Ancak Kolombiya hükümeti, hem ülkedeki iç savaş (M-19 gerillalarıyla mücadele) nedeniyle hem de ekonomik paniğe yol açmamak adına bu uyarıları "panik havası yaratmak" olarak nitelendirerek dikkate almadı. 13 Kasım akşamı, Armero halkı volkandan yağan küllere rağmen "sakin olmaları" yönünde anonslar duyuyordu.
Kıyamet Seli: LaharSaat 21:09'da, volkan beklenen patlamayı gerçekleştirdi. Bu, devasa bir patlama değildi (VEI 3); asıl felaket, patlamanın tetiklediği şeydi. Isı, zirvedeki buzulun %10'unu anında eritti. Milyonlarca ton su, erimiş buz, kaya ve kül, saatte 60 km'yi aşan bir hızla dağdan aşağı, nehir yataklarına doğru akmaya başladı.
Bu, su değil, sıcak çimentoyla dolu dev bir kamyon hızında ilerleyen bir "lahar"dı.
Saat 23:30 sularında, bu devasa çamur seli, 50 km uzaktaki Armero şehrine ulaştı. Şehir, nehir yatağının üzerine kuruluydu ve halkın çoğu uyuyordu. Çamur dalgası, bazı yerlerde 40 metre yüksekliğe ulaşıyordu. Evleri, binaları, köprüleri ve insanları saniyeler içinde yuttu.

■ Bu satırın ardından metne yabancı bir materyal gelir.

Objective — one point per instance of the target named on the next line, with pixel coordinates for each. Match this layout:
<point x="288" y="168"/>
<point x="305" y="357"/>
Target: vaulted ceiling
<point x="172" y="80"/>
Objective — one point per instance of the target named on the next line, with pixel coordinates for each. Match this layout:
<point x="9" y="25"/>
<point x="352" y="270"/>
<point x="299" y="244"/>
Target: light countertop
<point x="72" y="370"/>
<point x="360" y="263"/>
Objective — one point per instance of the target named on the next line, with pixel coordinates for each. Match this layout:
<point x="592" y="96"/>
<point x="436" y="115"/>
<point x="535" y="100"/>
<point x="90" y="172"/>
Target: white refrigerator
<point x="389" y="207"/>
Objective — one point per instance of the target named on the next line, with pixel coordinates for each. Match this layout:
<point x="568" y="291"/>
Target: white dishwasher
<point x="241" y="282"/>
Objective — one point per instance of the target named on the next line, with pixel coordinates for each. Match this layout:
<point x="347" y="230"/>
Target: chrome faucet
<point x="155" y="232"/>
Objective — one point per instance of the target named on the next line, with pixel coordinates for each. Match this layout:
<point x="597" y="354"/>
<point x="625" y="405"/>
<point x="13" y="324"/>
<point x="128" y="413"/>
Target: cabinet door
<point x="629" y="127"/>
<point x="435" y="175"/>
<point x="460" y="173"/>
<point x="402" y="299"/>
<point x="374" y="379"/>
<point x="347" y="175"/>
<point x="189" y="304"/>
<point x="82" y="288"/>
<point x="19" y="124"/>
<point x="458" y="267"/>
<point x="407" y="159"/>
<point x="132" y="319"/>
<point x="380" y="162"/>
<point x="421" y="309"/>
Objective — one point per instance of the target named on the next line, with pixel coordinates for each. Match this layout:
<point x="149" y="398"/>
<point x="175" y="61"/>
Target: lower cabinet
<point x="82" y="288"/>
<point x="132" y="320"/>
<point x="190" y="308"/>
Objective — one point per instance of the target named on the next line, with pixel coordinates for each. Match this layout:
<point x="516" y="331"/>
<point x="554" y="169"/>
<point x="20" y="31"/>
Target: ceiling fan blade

Sabah olduğunda, Armero diye bir şehir yoktu. Geriye sadece gri, buharı tüten devasa bir çamur denizi kalmıştı. Toplamda, Armero ve çevresindeki kasabalarda 23.000'den fazla insan hayatını kaybetti. Bu, 20. yüzyılın en ölümcül ikinci volkanik felaketiydi.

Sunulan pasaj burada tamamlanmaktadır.